Did you Ever Wonder...

What famous sculpture in Paris unites 'Marianne' and the national anthem of France?

Click Image to Enlarge.

During the French Revolution of 1789, the new French Republic established the use of 'Marianne' as its' own national emblem. Although Marianne never became an official symbol, she nevertheless universally represents France as a State and its values and symbolizes and personifies 'Liberty' and 'Reason'. It was during its' First Republic and later, the Revolution of 1848 that the use of Marianne became more solidified. Nevertheless, a magnificent and entrenched example of Marianne applied on a military memorial can be found on one of the most visited monuments of Paris as well as "…is the most illustrious symbol of French national history": L'Arc de Triomphe de l'Étoile. One of the monument's most visible and important component is its' pedestals or pillars ornated with four allegorical larger than life-size high reliefs or main sculptures that are treated as independent trophies. Of the four sculptural groups or panels at the base of the Arc, the most renowned is the 'Départ des Volontaires de 1792' (Departure of the Volunteers in 1792), which is also known as 'La Marseillaise' – the national anthem of France. Facing the Champs-Élysées, the sculpture depicts the departure of 200,000 volunteers in 1792 to defend the young Republic. Often quoted as a "work full of energy and fire", this colossal masterpiece created between 1833 and 1836 by the French Romantic sculptor François Rude (4 January 1784 – 3 November 1855) portrays Marianne – who represents the spirit of France – as an angry warrior voicing the Marseillaise and calling her citizens to fight.

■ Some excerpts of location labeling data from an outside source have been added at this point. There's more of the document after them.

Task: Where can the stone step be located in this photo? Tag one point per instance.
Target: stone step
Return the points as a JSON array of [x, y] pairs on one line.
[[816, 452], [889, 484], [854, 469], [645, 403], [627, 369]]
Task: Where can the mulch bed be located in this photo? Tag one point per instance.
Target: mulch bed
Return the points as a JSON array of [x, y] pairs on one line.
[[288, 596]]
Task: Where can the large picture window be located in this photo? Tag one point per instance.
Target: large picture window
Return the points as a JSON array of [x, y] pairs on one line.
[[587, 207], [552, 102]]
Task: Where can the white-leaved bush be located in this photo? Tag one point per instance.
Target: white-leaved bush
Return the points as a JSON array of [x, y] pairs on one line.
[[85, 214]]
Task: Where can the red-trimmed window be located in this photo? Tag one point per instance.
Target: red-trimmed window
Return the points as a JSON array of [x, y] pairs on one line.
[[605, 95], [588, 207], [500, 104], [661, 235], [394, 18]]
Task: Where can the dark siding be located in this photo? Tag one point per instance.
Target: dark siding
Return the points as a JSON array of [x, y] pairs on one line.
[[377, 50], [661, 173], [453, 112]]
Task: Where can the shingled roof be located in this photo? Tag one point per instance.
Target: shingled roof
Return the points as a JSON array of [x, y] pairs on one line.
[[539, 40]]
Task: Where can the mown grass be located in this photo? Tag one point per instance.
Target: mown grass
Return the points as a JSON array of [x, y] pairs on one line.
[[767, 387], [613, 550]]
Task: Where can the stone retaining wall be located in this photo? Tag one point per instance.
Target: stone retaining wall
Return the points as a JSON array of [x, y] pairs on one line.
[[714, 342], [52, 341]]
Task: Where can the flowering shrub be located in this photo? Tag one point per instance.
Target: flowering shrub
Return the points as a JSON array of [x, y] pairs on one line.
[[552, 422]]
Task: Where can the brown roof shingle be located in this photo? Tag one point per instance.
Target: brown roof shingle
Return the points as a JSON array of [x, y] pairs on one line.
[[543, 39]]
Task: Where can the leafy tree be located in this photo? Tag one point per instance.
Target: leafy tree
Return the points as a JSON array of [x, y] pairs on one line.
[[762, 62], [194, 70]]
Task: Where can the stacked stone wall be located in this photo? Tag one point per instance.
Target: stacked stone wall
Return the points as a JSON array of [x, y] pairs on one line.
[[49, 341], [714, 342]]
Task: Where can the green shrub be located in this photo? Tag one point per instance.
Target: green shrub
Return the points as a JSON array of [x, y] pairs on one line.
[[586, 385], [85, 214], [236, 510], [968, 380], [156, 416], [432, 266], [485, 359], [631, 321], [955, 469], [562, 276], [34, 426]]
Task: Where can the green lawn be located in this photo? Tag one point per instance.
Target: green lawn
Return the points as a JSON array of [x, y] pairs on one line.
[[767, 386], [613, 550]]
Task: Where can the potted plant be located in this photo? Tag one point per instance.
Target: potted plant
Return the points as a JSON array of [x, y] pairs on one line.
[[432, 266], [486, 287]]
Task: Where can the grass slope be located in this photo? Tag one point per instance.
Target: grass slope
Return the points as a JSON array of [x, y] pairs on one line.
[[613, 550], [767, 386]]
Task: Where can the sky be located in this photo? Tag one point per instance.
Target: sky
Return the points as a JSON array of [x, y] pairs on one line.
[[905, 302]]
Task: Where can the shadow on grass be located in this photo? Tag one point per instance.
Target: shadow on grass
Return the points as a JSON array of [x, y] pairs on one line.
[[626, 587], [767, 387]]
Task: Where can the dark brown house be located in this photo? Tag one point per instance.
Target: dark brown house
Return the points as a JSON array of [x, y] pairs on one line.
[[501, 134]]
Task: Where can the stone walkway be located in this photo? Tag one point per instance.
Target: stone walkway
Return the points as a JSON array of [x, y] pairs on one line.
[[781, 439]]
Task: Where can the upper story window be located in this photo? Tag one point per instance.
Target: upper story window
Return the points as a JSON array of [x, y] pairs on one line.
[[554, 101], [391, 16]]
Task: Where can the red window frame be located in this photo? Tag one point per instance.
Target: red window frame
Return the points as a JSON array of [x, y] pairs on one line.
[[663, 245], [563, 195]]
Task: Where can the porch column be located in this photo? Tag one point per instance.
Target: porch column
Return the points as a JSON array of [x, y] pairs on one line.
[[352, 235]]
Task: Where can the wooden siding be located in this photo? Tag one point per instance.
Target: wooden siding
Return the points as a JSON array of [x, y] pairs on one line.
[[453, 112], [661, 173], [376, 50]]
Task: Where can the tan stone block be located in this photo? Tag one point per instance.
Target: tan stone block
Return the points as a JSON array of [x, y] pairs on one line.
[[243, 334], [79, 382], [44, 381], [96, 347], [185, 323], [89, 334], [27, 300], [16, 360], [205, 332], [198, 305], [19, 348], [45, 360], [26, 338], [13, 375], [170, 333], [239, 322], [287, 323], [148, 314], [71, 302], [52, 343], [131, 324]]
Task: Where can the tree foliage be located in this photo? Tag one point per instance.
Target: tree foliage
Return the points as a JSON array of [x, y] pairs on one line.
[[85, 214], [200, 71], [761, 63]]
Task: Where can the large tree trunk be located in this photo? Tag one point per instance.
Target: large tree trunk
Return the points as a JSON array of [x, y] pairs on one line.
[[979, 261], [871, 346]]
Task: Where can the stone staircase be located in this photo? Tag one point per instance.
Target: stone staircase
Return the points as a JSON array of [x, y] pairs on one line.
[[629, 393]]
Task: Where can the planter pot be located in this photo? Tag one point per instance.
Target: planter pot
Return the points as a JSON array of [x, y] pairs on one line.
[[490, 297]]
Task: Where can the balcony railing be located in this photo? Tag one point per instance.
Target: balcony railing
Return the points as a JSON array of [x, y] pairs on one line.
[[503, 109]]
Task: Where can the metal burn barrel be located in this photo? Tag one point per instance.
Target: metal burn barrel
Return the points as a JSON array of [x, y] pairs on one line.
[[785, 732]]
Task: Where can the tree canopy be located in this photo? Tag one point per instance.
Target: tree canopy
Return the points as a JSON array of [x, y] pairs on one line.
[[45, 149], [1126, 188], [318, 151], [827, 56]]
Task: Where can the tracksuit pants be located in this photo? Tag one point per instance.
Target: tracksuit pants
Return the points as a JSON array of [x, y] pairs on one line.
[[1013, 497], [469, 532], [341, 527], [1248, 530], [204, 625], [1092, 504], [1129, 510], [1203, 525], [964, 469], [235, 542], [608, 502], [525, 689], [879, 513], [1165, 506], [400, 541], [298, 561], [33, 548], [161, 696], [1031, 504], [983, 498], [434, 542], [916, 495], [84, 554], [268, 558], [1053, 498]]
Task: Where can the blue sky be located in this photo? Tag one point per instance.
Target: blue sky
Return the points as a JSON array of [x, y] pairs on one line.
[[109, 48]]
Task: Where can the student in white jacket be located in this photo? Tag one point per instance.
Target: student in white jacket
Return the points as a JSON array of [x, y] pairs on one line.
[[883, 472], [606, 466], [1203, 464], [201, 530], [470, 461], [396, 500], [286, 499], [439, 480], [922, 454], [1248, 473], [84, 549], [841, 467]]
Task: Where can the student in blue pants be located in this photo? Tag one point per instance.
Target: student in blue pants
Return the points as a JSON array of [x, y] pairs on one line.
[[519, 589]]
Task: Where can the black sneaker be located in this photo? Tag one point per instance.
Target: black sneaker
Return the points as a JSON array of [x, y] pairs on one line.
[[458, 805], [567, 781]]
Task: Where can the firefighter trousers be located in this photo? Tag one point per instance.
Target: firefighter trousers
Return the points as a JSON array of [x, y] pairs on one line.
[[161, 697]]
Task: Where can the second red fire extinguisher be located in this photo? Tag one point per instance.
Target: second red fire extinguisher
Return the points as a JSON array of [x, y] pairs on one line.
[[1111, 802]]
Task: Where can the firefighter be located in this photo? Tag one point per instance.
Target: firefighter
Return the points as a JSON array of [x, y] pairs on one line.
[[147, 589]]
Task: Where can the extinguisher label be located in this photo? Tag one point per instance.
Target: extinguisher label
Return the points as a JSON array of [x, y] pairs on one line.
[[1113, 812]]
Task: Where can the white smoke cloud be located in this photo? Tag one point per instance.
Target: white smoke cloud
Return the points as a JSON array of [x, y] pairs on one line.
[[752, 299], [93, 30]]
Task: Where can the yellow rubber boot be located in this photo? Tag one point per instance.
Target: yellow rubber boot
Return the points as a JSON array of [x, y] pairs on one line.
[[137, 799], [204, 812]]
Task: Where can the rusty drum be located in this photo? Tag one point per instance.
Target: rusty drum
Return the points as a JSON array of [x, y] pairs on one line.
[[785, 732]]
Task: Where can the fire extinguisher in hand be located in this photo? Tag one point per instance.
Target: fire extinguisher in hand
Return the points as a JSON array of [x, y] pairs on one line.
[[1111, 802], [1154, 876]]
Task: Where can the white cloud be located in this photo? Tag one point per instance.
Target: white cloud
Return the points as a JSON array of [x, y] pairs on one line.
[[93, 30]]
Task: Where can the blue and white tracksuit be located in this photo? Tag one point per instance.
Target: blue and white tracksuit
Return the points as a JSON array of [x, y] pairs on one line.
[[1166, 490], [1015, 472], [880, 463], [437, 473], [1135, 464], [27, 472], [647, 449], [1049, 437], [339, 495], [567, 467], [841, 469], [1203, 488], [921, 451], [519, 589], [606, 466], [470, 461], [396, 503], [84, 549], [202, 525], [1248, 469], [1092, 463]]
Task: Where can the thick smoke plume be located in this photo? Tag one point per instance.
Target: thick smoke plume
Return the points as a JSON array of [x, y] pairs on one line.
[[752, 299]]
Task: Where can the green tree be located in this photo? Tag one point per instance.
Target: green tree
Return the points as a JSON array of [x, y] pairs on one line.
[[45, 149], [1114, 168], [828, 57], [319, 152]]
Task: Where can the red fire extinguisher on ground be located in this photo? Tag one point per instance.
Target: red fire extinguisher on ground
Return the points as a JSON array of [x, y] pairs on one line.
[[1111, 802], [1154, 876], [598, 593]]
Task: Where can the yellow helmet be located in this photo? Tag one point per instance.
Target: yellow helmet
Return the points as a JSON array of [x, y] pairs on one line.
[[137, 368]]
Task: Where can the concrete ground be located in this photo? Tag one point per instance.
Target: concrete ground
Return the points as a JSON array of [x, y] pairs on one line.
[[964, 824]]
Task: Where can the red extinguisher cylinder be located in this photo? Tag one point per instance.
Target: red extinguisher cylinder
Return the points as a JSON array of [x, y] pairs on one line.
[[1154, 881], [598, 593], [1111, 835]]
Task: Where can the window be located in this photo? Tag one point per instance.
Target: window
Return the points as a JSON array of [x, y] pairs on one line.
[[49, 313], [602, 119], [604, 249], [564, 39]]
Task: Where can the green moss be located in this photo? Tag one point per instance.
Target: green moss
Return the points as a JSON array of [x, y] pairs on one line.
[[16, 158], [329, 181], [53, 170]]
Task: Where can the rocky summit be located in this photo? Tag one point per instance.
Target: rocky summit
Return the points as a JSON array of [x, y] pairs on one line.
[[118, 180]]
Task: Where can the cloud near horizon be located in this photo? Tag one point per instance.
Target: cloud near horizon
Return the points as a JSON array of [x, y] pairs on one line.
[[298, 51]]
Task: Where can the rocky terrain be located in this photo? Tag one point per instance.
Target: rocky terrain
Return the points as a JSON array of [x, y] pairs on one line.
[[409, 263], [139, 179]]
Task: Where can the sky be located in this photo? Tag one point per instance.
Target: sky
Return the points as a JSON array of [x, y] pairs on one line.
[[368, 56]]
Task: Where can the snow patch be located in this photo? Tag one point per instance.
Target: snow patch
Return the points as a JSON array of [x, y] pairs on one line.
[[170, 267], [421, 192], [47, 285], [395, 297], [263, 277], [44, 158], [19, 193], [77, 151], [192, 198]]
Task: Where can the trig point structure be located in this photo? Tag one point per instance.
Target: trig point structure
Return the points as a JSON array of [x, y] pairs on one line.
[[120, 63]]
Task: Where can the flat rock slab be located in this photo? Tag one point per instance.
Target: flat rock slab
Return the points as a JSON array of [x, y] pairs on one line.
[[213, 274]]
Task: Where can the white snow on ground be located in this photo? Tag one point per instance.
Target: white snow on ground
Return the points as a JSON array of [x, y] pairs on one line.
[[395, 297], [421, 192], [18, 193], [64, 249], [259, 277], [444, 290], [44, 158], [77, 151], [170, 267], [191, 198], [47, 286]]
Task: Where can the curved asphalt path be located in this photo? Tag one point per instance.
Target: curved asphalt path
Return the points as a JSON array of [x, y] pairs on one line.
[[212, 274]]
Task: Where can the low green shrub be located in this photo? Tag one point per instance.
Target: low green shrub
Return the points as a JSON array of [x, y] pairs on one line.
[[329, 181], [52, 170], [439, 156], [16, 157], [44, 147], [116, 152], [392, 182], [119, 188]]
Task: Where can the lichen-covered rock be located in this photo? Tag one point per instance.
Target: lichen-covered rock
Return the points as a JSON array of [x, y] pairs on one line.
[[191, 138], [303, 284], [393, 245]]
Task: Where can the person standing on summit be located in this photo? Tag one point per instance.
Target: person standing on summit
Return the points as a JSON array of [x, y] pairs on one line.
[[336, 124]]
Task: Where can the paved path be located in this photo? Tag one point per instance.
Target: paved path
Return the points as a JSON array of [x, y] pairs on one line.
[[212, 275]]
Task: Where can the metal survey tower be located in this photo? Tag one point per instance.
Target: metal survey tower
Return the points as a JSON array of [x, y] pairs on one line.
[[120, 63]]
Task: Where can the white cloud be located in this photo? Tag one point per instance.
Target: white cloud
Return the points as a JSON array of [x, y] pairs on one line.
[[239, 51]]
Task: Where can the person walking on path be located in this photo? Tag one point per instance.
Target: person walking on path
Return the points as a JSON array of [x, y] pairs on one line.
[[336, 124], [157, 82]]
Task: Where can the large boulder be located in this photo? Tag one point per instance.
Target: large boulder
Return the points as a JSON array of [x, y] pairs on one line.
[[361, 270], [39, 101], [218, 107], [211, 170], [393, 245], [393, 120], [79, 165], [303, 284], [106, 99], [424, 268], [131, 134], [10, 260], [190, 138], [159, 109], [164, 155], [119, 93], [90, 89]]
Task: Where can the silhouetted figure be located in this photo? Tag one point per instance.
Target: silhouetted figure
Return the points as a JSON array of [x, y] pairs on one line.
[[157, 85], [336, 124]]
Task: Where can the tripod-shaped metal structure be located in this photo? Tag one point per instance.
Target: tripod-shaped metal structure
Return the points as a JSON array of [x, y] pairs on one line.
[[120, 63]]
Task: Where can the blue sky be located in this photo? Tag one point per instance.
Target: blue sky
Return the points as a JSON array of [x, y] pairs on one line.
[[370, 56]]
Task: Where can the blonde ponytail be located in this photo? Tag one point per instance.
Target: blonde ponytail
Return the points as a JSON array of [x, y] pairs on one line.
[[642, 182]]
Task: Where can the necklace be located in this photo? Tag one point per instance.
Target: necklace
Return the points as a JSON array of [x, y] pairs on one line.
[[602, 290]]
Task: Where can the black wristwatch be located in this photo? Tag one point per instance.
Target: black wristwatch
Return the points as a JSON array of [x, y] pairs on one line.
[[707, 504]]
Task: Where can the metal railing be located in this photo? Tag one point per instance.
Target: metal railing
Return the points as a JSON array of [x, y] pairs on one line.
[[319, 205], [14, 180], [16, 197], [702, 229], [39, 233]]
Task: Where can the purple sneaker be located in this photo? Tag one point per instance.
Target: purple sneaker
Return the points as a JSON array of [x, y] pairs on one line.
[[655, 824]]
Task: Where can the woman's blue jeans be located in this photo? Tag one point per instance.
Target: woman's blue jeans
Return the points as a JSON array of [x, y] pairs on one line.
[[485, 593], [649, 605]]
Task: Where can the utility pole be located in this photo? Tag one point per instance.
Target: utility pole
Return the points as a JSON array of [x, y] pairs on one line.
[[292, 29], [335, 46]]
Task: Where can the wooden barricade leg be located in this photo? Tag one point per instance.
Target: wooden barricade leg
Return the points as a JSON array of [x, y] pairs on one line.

It is worth noting that there is a full-size copy of this sculptural group at the Rude Museum where it houses casts of monumental works by the Dijon-born sculptor.

Although the Marseillaise song was composed in April 1792 by Claude Rouget de Lisle (10 May 1760 – 26 June 1836), officer in charge in Strasbourg, following the declaration of war in France to Austria, the Marseillaise – despite its great success and popularity – was not adopted as its official national anthem until 14 February 1879 by the National Assembly. In September 2015, on the occasion of the 180th anniversary of the death of Rouget, the president of the French Republic announced that the year 2016 would be devoted to 'La Marseillaise'. 2016 – Year of the Marseillaise would allow each of the French, and to the youth in particular, to reclaim the link that unites La Marseillaise and the history of the nation.

On this day, 14 February 2022, we celebrate the 143rd anniversary of the official adoption of La Marseillaise as the French national anthem and commemorate the 186th year since the death of Claude Rouget the composer of La Marseillaise as well as the creation of François Rude's famous sculpture of the same name.